In no sense does this mean other groups of employees are barred from the visual process of a given doorway. On the contrary, everyone and anyone can contribute—and often does. Doorway owners, however, are responsible for ensuring that its category of visual function is implemented and actively making its contribution to the corporate intent.

Let me name the owners and walk you through the doorways, the first six of which represent a set of six core visual methods.

  • Doorway 1: Operators own and implement 5S/the visual where—what I prefer to call: 5S on Steroids/Work That Makes Sense.
  • Doorway 2: Engineers, managers, and supervisors are responsible for visual standards: making sure technical and procedural standards are accurate, complete, and known—and available in a visual format.
  • Doorway 3: Supervisors, planners, and managers develop visual displays and visual scheduling boards in order to address their own need-to-know about vital daily operational challenges.
  • Doorway 4: Executives embrace visual leadership—ensuring measures are visually in place, visual problem-solving is active and effective in day-to-day work—and visual mechanisms are in place to ensure their effective leadership (core set of five).
  • Doorway 5: Managers, supervisors, planners, and materials handlers put visual pull systems in place for the timely, unobstructed flow of materials and finished goods through operations.
  • Doorway 6: Quality staff and engineers teach and coach the spread of visual guarantees: mistake-proofing devices that ensure excellent quality outcomes, based on highly reliable poka-yoke devices.

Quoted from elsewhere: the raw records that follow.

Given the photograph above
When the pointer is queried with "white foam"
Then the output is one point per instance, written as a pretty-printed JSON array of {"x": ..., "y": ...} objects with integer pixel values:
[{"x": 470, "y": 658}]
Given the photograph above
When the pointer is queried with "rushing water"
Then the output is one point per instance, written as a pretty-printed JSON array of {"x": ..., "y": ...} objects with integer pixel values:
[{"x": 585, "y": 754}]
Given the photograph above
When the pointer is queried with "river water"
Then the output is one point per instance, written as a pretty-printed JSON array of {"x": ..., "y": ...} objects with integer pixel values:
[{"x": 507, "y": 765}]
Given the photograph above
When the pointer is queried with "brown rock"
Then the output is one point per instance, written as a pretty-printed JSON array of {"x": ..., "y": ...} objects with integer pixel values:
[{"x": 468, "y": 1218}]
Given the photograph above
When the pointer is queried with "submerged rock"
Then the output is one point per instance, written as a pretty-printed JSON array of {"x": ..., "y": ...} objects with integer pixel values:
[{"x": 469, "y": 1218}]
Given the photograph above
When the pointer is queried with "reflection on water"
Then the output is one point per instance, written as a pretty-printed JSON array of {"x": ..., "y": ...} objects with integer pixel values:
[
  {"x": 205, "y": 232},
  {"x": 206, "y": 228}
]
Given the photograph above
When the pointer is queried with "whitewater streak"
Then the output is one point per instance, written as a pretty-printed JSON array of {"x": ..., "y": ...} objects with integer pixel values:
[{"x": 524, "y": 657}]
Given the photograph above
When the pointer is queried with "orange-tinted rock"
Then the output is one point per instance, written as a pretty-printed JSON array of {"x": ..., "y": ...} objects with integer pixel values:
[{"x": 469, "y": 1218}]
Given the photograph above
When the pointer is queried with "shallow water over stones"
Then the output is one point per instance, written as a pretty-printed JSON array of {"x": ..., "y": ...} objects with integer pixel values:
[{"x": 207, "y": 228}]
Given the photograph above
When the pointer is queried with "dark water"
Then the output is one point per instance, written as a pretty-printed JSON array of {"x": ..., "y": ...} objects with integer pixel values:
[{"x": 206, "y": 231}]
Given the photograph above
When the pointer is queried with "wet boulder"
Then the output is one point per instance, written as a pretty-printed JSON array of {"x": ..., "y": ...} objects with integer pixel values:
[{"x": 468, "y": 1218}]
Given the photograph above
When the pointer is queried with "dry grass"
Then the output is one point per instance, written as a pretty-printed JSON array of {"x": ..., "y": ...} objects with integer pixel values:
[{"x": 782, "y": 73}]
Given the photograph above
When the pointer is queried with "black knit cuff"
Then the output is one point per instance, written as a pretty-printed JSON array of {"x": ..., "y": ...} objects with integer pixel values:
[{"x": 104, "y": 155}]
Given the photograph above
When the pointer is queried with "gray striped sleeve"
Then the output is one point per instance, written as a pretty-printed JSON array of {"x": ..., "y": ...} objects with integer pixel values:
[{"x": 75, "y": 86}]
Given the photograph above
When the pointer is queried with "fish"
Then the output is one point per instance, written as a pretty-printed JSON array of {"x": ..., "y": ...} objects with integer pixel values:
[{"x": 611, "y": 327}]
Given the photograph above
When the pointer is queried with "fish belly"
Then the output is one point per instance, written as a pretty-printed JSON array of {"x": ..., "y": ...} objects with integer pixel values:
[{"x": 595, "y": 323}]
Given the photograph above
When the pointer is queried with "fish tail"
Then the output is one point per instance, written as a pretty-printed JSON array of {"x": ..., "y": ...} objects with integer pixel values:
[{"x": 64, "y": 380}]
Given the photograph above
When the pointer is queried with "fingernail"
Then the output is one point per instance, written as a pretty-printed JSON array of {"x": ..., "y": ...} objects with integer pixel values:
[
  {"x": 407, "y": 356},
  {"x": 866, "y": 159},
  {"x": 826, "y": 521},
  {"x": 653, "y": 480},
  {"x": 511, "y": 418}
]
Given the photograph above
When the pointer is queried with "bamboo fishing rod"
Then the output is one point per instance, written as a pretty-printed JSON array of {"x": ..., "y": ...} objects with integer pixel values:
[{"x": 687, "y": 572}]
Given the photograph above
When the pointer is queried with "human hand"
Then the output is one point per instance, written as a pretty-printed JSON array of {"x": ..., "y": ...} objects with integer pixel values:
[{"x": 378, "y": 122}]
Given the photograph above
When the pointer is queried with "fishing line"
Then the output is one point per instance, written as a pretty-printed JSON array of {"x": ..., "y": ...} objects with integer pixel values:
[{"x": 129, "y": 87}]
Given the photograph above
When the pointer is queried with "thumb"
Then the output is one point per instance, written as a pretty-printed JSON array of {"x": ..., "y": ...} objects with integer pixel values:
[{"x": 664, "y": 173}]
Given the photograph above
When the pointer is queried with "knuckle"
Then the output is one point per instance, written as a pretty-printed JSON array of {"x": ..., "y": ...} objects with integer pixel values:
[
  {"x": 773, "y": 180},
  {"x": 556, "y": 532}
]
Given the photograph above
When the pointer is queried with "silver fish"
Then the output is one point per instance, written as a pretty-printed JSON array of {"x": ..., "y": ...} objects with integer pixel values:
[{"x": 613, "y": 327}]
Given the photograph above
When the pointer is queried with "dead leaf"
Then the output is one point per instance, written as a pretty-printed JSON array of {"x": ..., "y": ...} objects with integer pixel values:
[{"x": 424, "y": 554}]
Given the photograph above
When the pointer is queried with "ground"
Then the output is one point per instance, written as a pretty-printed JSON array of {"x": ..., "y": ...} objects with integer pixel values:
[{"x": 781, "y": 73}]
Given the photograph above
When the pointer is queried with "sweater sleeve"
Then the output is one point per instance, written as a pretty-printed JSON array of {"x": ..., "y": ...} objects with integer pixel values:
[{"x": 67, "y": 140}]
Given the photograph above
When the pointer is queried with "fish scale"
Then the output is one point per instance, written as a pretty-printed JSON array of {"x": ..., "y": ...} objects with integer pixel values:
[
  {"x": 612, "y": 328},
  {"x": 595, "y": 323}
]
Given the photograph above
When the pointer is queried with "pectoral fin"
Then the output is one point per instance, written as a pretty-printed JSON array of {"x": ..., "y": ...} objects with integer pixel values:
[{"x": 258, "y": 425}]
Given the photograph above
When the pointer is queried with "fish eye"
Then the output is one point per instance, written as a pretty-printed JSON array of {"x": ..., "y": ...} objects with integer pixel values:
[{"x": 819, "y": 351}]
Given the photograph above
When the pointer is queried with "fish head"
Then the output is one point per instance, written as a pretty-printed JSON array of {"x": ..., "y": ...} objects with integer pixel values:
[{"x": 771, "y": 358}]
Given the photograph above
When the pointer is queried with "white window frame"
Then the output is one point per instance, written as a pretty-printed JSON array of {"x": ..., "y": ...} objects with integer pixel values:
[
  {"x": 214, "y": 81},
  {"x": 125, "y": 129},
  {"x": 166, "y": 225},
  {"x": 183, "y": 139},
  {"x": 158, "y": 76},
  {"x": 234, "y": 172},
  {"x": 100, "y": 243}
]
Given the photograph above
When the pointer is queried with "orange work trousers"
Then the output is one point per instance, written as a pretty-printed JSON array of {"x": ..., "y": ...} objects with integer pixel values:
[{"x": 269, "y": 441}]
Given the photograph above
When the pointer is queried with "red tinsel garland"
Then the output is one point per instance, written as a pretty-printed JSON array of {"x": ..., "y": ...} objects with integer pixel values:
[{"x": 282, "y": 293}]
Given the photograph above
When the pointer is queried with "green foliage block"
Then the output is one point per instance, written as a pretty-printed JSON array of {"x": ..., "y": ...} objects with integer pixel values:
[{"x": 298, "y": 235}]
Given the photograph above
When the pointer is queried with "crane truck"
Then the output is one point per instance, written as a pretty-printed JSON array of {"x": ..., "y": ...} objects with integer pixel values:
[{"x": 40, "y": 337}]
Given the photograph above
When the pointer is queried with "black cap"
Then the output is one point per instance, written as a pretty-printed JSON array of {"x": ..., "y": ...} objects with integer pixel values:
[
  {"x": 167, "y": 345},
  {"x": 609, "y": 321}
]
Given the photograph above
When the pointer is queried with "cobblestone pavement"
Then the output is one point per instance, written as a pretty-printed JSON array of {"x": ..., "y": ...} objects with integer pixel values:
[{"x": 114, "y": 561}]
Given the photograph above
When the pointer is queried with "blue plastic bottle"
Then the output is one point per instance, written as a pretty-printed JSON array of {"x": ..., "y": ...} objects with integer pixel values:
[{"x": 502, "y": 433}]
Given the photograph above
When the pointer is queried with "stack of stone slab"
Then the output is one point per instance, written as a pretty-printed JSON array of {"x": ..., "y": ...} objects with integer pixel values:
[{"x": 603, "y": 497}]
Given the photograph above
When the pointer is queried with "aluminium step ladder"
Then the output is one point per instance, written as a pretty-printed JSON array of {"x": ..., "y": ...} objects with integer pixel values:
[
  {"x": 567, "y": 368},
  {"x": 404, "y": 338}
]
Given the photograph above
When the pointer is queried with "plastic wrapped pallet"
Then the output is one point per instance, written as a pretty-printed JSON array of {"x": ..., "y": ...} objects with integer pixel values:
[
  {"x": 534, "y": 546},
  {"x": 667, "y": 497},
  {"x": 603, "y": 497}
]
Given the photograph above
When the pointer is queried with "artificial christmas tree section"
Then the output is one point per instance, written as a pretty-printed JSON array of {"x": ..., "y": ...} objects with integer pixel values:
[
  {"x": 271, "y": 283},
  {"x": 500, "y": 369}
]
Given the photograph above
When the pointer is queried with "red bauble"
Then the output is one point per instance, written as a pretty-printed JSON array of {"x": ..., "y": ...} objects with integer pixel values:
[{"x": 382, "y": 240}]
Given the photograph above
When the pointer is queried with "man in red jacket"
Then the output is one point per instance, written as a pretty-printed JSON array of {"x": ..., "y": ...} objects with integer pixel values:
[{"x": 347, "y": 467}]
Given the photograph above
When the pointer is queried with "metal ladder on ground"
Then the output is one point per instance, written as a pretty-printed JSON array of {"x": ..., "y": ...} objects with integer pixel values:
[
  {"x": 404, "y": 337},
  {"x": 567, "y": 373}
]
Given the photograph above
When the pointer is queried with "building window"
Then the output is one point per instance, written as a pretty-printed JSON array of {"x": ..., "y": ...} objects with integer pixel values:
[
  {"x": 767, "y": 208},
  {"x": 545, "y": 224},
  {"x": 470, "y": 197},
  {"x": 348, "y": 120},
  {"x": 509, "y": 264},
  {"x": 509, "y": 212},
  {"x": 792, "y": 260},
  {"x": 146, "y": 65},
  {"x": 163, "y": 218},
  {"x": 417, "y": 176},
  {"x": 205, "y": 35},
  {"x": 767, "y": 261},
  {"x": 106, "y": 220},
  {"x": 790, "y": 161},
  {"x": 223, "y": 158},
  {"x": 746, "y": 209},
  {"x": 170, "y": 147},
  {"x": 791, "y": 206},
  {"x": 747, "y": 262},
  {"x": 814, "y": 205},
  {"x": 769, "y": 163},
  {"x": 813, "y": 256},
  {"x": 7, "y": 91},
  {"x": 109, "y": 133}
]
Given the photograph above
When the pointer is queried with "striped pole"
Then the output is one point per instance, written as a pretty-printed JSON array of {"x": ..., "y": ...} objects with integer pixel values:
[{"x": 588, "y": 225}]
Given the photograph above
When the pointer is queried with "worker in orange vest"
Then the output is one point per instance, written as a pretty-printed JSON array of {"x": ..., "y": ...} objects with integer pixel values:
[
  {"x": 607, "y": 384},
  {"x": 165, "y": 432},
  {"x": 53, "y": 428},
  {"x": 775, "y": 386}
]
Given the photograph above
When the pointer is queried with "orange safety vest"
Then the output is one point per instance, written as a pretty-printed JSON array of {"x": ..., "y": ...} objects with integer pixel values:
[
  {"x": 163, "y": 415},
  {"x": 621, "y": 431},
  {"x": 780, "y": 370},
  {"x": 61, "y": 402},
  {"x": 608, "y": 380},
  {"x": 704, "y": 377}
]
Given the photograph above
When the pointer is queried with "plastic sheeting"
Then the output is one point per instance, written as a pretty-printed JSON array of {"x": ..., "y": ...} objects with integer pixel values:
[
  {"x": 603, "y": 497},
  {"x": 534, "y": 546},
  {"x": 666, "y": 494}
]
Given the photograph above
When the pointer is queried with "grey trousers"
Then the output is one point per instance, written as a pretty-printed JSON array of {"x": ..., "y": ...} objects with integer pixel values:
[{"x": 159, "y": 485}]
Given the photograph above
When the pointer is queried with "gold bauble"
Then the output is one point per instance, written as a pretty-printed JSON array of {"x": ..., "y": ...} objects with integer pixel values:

In Doorway 7, the above six core visual methods are applied to the machine, led by the maintenance staff: the result is a machine that speaks/The Visual Machine®. Doorway 8 applies those same six core methods to admin and other office functions and a Visual-Lean® Office is created. Doorway 9 calls for a Visual Macro Team to develop visual linkages between organizational functions. Doorway 10 targets the advanced outcome of spreading high-functioning visuality across multiple sites and throughout the supply chain through the Visual Exam/Matrix process.

In this week’s issue of The Visual Thinker, I have outlined the central organizing model of my approach to workplace visuality: The Ten Doorways. In following issues, I’ll develop each doorway so you can better understand how it works, why it is specifically important, and where it fits in the overall purpose of visuality: creating a workforce of visual thinkers.